Construction was scheduled to start this autumn, according to officials in Kyrgyzstan, as reported by local media and this publication earlier this week.
China’s decision not to move forward with the CKU railway amounts to positive news for Kazakhstan, as the route was supposed to offer an alternative passage for Chinese goods delivery to Russia, depriving Astana of customs clearance fees, Gennady Bessonov, secretary general of the International Coordinating Council for Trans-Eurasian Transport, was quoted as saying by Silk Road Briefing.
“The project is ready, but Beijing, Bishkek and Tashkent have not yet been able to agree on money, or rather on the proportions of its financing. This may drag on for a long time. Kyrgyzstan and Uzbekistan have no money to finance the project,” he was cited as explaining.
Original assessments deemed the railway would cost around $2bn to $3bn, but this sum is estimated to have at least doubled by now.
Bessonov added: “While China could build everything itself, the railway is not a current priority. It is not intended for deliveries to Europe, as they already have trains travelling along the Trans-Siberian Railway and the Dostyk (Kazakhstan)-Orenburg-Brest route, with the volume of about 600 thousand TEU [equivalent of a 20-foot container] per year. Now there is a lot of discussion of transport projects in all Central Asian republics, everyone wants to become a freight hub, but everything is based on money.”
Building the railway would be a tough challenge, given the great number of tunnels that would have to be cut through mountainous Kyrgyzstan. However, officials have said that they are keen on delivering the infrastructure as it would cut the route from China to Europe and the Middle East by 900 kilometres (559 miles).

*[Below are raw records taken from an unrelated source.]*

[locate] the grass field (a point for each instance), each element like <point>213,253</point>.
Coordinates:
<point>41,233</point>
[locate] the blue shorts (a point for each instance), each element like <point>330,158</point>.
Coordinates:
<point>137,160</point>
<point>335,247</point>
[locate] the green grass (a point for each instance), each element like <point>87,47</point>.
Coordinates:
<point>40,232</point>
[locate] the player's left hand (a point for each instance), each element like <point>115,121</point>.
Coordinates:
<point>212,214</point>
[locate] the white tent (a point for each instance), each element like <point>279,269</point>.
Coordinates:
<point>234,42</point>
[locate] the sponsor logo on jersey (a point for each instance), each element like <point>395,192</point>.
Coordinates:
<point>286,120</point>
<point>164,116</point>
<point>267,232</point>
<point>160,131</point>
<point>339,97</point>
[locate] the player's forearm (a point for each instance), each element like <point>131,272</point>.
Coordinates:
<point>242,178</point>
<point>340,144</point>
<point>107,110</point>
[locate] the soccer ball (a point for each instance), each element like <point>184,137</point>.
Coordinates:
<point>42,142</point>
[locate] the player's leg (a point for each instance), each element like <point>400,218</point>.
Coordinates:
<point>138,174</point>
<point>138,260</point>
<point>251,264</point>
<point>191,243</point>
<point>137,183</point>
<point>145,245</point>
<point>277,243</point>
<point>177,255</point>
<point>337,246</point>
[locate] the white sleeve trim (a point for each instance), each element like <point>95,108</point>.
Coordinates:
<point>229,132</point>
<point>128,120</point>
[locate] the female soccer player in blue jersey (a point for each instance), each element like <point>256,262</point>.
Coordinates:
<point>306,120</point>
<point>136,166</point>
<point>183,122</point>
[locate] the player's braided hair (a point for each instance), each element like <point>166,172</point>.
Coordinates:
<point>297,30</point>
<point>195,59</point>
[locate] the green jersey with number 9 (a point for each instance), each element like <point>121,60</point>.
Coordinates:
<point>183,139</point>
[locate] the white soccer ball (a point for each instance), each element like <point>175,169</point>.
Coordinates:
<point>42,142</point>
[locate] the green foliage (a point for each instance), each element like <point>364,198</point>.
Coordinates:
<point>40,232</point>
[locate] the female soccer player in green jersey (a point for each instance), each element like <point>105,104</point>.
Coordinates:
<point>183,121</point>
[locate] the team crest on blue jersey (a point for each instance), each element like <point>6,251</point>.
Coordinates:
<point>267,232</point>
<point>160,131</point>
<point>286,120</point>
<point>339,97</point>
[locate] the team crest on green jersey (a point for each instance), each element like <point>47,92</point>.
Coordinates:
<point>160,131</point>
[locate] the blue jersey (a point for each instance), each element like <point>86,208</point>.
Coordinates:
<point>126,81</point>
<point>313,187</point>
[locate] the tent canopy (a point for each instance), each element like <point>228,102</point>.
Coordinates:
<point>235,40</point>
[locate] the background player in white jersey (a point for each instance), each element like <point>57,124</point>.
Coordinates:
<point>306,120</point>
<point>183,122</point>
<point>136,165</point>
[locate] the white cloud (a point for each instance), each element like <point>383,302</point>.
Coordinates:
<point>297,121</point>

After long deliberations, project officials chose a northern direction for the CKU from the Chinese city of Kashgar, the terminus of the railway in southern Xinjiang. The railway would go through the border town of Torugart, then through the Arpa Valley (Fergana Range), Makmal and Jalal-Abad in Kyrgyzstan to Uzbekistan. The planned length of the Kyrgyz section is 268.4 kilometres, while the Chinese section would run to 165 kilometres.